Refining 1-Year Risk Stratification for Patients with Acute ST-Elevation Myocardial Infarction: Prognostic Value of Left Atrial Strain Imaging from Speckle-Tracking Echocardiography

https://doi.org/10.1007/s00392-025-02625-4

Ferdinand Roski (München)1, C. Wernsdörfer (München)1, M. Lachmann (München)2, J. Krefting (München)1, M. von Scheidt (München)1, H. Schunkert (München)1, A. Kastrati (München)1, C. Gräßer (München)1, T. Trenkwalder (München)1

1Deutsches Herzzentrum München Klinik für Herz- und Kreislauferkrankungen München, Deutschland; 2Klinikum rechts der Isar der Technischen Universität München Klinik und Poliklinik für Innere Medizin I München, Deutschland

 

Background: After acute ST-elevation myocardial infarction (STEMI), precise risk stratification is essential to identify high-risk patients and implement targeted follow-up strategies. Current guidelines recommend routine echocardiography as first-line modality for imaging risk assessment and emphasize left ventricular ejection fraction (LVEF) as the primary prognostic indicator. Emerging evidence suggest that advanced echocardiographic parameters, including phasic left atrial (LA) strain values, may offer additional prognostic insights, refining risk assessment in this patient population.
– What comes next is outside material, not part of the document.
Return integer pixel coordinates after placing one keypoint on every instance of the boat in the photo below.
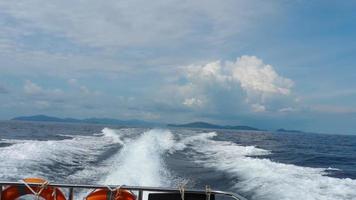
(42, 189)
However, optimal cut-off values to guide clinical management remain undefined.

 

Objective: This study aimed to assess the prognostic value of phasic LA strain (LAS) derived from two-dimensional speckle-tracking echocardiography in predicting 1-year mortality in STEMI patients.

 

Methods: We retrospectively analyzed data from all patients treated with primary percutaneous coronary intervention (pPCI) for acute STEMI between 2017 and 2021 at a German tertiary cardiac center with suitable echocardiography data. Patients with poor imaging quality or missing echocardiographic data due to fatal STEMI were excluded from this analysis. Phasic LAS values, mainly LA reservoir strain (LASr), were derived from the first routine transthoracic echocardiogram conducted during the index hospitalization for STEMI after pPCI and before discharge, using dedicated LAS software. LVEF and LASr were analyzed for correlation and their prognostic value for 1-year survival. Maximally selected log-rank statistics were employed to identify an optimal cut-off value for LASr to predict 1-year mortality.

 

Results: Among the study sample of 311 STEMI patients (median age: 61.9 years [IQR: 54.2–74.4 years]; 23.2% female), 1-year survival after pPCI was 95.2% (95% CI: 92.8-97.6%). The median LVEF was 47.0% (IQR: 39.0–52.0%), and the median LASr was 24.9% (IQR: 17.2–31.4%). A statistically significant, moderate correlation was observed between LVEF and LASr (R: 0.44; p < 0.001). Maximally selected log-rank statistics identified an LASr cut-off of 16.6% to optimally stratify patients into low- and high-risk groups for 1-year mortality after STEMI. Importantly, Receiver operating characteristic curve analysis showed a numerical superiority of LASr over LVEF for predicting 1-year mortality, although this did not reach statistical significance (AUCLASr 0.804 [95% CI: 0.687-0.921] vs. AUCLVEF 0.749 [95% CI: 0.602-0.896]; p = 0.471). In the subgroup of patients with substantial systolic left ventricular dysfunction (heart failure with reduced ejection fraction, LVEF < 40%), reduced LASr was strongly associated with mortality (HR: 8.53; 95% CI: 1.07–68.2; p < 0.043), Figure 1.

 

Conclusion: Deformational LA assessment with phasic strain measurements refines risk stratification after acute STEMI, providing valuable prognostic information beyond LVEF, particularly for high-risk patients with substantial systolic left ventricular dysfunction (LVEF < 40%). This study identifies a LASr cut-off that may facilitate a more nuanced risk assessment and supports its use as an additional tool in personalized management of STEMI patients.